This Thursday, theoretical physicist Alexander F. Mayer will be giving a scientific lecture on one of the most highly-debated and unsolved mysteries in science: “quantum gravity.”
Mayer will be giving the lecture in the AHS Little Theatre as an extended invitation from the Albany High School Science Club for a better understanding of a scientific paper Mayer wrote on the subject.
The talk will begin at 7 P.M. and end around 9 P.M. The public lecture is intended for a general scientific audience, with a question-and-answer session following the lecture.
Full press release below:
A SOLUTION TO QUANTUM GRAVITY: PHYSICIST PROPOSES A TESTABLE SYNTHESIS BETWEEN EINSTEIN’S GENERAL THEORY OF RELATIVITY AND QUANTUM MECHANICS.
On Thursday, 6 October, theoretical physicist and Bay Area native, Alexander F. Mayer, will present an empirically testable solution to what has been generally acknowledged to be the most important outstanding problem in science for nearly a century: “quantum gravity.” A Science Channel documentary ( JPhysics.org/TTW ) discusses this problem. Mayer’s talk will be open to the public and aimed at a general scientific audience. The initial draft of the related scientific paper has been pre-released for peer review at JPhysics.org/QG.
The Albany High School Science Club will be hosting the event at the Albany High Little Theatre on 6 October 2011 between 7 and 9 pm to learn more about the topic of this scientific paper. The address of the venue is 603 Key Route Blvd., Albany, CA.
A solution to the quantum gravity problem must explain how gravity is produced at atomic and subatomic (i.e., “quantum”) scale. The current explanation of gravity, Einstein’s 1915 general theory of relativity, explains gravity on the scale of objects that behave according to “classical” physics, also known as “Newton’s laws of mechanics.” These laws govern familiar observables from a grain of salt falling out of a salt shaker to the gravitational interaction of entire galaxies of stars seen through modern telescopes.

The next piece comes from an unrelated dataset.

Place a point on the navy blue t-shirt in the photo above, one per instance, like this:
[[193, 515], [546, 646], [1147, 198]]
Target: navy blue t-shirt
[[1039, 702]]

To understand how extremely small the quantum world is, a single typical grain of table salt contains more than a billion billion (1018) atoms. Furthermore, a typical atom has more than a trillion (1012) times the volume of its nucleus, which contains virtually all of an atom’s mass. At subatomic scale, classical physics fails to predict empirical observations and experiments reveal statistical behavior governed by wave models. A theory of quantum gravity must provide an intellectual bridge between models of the incredibly small strange “wavy” quantum world of the atom and the spectacularly huge world of gravitationally-bound galaxy clusters that can be seen through a large modern telescope.
More than three centuries ago, Isaac Newton first described gravity as a force that is directly proportional to mass; double the mass and you double the force of gravity. Although Albert Einstein updated Newton’s universal law of gravitation in 1915 with his famously abstruse theory of “curved spacetime,” Einstein maintained Newton’s idea of a universal gravitational constant (G) which determines the force of gravity per unit of gravitating mass. Apparently, just as Newton’s laws of mechanics fail to be physically meaningful at the typical very high speeds of subatomic particles, his law of gravity similarly fails to be meaningful at the tiny quantum scale of the atom. This was a key stumbling block to the problem of unifying general relativity with quantum mechanics.
Mayer reveals that the most famous equation in the world (E = mc2) is incomplete because it is missing a term that includes the energy to produce the gravitational field far away from the completely localized energy (E) of the source mass, itself. This term, called a “phasor” in mathematics, splits Einstein’s E into two distinct pieces which together yield more energy than what physicists have mistakenly called the ‘total energy’ (i.e., Einstein’s E) for more than a century. Mathematically, these two energy components are similar to the combined distance (S) over both the down-town and cross-town legs of an idealized taxi trip in the pattern of a capital “L.” Einstein’s E is the shorter distance (i.e., the hypotenuse) between the start and finish. The difference (S – E) is the energy projected out into space by a mass at the speed of light, which curves spacetime and thus produces the gravitational field. Almost all of this energy comes from the intrinsic motion of fundamental particles bound inside of protons and neutrons.
Einstein’s energy equation changed the world forever. Correcting it to account for gravity may facilitate development of a revolutionary new energy technology, which is the most exciting aspect of Mayer’s talk.